While such workflow can be handled by “pointing and clicking” on the menu buttons of programs like UCINET and SPSS, there are several limitations to this approach. Pointing and clicking is repetitive, boring and, most importantly, prone to errors. It typically does not allow to run the same set of operations on many objects in batch, without the user’s intervention. Moreover, pointing and clicking makes research not reproducible: since pointing-and-clicking programs do not usually keep any record, or script, of the operations executed by a user, these operations cannot be reproduced later in time in exactly the same way and order, by the same researcher on further data or by other researchers on the same data. Although specific programs for the analysis of personal networks, such as EgoNet and E-Net, do offer batch analysis procedures that reduce the amount of pointing and clicking for users, they can only perform a limited set of analyses, and they still do not allow scripting. On the other hand, R opens up a whole different way of doing personal network research: it eliminates pointing and clicking entirely and allows users to write reproducible scripts that batch analyze data on dozens, hundreds or thousands of personal networks at once.
This workshop will cover the usage of R in all the main stages of a personal network research project: the management of personal network data, the analysis of the composition and structure of personal networks, network visualization, and the analysis of the association between personal network characteristics and ego-level outcomes. We will focus on the main facilities available in R to manage data and run analyses in batch: loops (for, while, repeat), the “apply” family of functions (apply, lapply, sapply, tapply, mapply), and the plyr package for the “Split-Apply-Combine” analysis strategy. We will use the two main packages for network analysis in R, igraph and network.
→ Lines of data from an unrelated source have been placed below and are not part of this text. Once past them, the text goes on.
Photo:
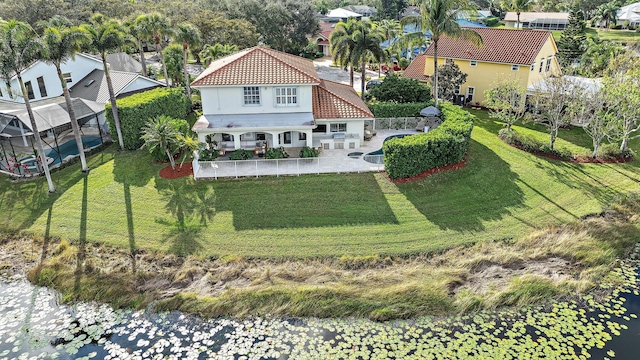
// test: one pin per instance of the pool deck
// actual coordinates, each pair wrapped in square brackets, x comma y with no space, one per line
[328,161]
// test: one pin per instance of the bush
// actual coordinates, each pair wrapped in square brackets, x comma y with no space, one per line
[135,110]
[208,154]
[532,145]
[399,90]
[391,110]
[612,152]
[445,145]
[276,153]
[241,154]
[491,21]
[306,152]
The workshop will be based on data and R code from actual recent research projects on personal networks. This is a hands-on workshop where participants will run R code on real-world data, therefore attendants will need a laptop with R installed. Some familiarity with R is an advantage, but is not necessary; other introductory workshops on R and its uses in network analysis, like “Introduction to Social Network Analysis with R” (Michal Bojanowski), may give a useful background for this workshop.